Beyond the potency of their venom, tiger snakes are impressive in many other ways. Being able to climb high up into trees as well as swim – they can remain submerged for almost 10 minutes – tiger snakes can hunt in a wider range of habitats then many other snakes. They’re also often, but not always, beautifully marked with yellow and black stripes – the reason for their common name. But, in some tiger snake populations, these stripes can be very faint, making the species difficult to readily identify from other species.
Tiger snakes occur throughout Tasmania and on many islands offshore from mainland Australia’s southern coastline. But they’re also widely distributed on the mainland in two distinct, and widely separated, areas in coastal southern Australia – south-west Western Australia and south-east eastern Australia. This happens to coincide with where many humans like to live and the tiger snake used to be the species responsible for more snakebite cases in Australia than any other species. In fact, it’s thought that a tiger snake was responsible for the first snake bite death in a British settler in Australia – just hours after the arrival of the First Fleet. But numbers of tiger snakes have been declining in recent decades due to development and urban sprawl and it’s more common now in Australia to encounter and be bitten by one of the brown snake species, which have coped well with human disturbance.

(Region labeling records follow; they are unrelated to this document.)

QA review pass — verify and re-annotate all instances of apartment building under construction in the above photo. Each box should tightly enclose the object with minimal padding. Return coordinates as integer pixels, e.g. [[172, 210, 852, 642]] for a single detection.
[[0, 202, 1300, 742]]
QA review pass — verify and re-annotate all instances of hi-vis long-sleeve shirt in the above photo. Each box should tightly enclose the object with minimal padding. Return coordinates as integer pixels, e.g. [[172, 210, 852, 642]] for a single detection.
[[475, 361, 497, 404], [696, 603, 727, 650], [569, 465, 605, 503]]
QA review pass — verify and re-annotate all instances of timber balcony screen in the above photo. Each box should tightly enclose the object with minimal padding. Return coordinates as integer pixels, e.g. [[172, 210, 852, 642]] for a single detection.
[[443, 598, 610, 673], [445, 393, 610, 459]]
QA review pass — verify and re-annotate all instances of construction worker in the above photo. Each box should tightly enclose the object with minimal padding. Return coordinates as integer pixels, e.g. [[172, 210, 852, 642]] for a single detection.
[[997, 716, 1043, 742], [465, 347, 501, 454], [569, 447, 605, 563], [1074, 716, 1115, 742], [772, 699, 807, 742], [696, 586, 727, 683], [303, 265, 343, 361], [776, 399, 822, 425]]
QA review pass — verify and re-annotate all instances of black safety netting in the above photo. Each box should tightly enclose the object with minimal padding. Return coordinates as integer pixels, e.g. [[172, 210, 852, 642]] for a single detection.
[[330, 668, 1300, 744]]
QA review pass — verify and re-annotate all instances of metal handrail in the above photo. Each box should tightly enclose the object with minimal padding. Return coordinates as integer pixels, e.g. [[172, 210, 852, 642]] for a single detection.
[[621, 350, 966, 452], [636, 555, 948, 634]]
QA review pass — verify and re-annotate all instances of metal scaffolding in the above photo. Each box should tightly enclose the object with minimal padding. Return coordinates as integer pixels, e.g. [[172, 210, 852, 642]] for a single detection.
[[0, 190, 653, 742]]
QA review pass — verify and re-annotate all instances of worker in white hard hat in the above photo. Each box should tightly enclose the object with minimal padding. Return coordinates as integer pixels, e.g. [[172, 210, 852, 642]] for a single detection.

Tiger snakes can have protracted mating sessions – as long as seven hours! The species bears live young, with females giving birth to as many as 30, but more usually half as many, fully formed baby snakes at a time. The mothers show no maternal care but the young may remain together for a while in a nest after birth, which can be a confronting sight if you ever come across it.
As for any potentially deadly snake, if you are bitten it’s critical to follow standard snakebite first-aid procedure immediately (including the application of a compression bandage to and around the site) and seek medical attention. Never try to catch the snake but do try to remember what it looks like, if possible. Identifying the right species is important if you need antivenom.